Após 15 anos de vigência da Lei nº 11.101/05, o Congresso Nacional aprovou um importante pacote de medidas que, sancionado pelo presidente às vésperas do Natal de 2020, incorporou ao ordenamento a Lei nº 14.112.

Uma das mudanças mais polêmicas desse novo diploma legal diz respeito aos poderes do Fisco na reformulada e revigorada Lei de Recuperação Judicial e Falências.

Não são poucas as notícias veiculadas por jornais, revistas e sites alardeando a mudança de patamar do Fisco no processo falimentar, sugerindo que este teria sido alçado ao Olimpo jurídico e adquirido “superpoderes” dignos dos grandes deuses da Justiça [1] [2].

O que se propõe a analisar neste breve ensaio é se essas ilações têm fundamento e responder a uma pergunta simples e direta: o Fisco ganhou superpoderes com a edição da Lei nº 14.112/20?

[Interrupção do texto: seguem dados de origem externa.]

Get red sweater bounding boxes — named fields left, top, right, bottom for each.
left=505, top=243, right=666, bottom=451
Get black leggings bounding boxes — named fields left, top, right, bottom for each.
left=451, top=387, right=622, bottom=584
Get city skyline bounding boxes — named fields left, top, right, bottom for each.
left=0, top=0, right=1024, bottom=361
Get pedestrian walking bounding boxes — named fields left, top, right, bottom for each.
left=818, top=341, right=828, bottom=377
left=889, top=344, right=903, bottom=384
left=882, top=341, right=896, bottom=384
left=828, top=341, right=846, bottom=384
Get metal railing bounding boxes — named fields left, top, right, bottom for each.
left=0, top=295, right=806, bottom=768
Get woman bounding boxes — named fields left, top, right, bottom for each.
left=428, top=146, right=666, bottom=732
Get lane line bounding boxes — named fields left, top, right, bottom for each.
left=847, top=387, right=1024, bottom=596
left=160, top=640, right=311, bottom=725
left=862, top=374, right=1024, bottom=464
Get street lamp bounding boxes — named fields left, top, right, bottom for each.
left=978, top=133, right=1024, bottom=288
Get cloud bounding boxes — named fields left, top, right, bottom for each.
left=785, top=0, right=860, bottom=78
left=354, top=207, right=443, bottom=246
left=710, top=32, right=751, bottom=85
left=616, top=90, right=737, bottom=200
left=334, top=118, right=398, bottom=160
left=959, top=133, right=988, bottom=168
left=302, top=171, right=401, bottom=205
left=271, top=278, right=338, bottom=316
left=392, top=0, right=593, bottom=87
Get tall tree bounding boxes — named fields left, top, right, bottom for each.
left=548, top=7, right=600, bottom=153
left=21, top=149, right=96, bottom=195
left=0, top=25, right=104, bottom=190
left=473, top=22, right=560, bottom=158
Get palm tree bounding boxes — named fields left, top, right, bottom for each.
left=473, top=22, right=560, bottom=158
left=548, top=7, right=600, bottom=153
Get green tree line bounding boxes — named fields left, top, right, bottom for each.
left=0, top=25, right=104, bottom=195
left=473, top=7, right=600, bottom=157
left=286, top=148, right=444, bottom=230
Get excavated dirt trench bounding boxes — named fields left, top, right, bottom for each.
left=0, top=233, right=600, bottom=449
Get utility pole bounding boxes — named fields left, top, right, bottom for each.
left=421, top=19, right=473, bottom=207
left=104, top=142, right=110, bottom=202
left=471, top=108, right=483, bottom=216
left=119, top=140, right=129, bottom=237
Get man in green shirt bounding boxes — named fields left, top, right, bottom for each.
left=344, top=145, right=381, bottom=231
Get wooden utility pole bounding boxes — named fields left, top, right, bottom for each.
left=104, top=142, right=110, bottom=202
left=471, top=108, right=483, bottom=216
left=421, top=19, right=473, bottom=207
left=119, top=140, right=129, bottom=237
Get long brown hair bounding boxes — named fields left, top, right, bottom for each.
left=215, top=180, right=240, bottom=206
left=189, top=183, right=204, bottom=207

Para que seja possível responder a essa questão é preciso relembrar o papel do Fisco no concurso de credores ao longo da nossa história republicana. Lembra-nos Trajano de Miranda Valverde [3] que, até o advento da Lei nº 2.024, de 17/12/1908, a falência só poderia ser decretada com fulcro em dívida mercantil.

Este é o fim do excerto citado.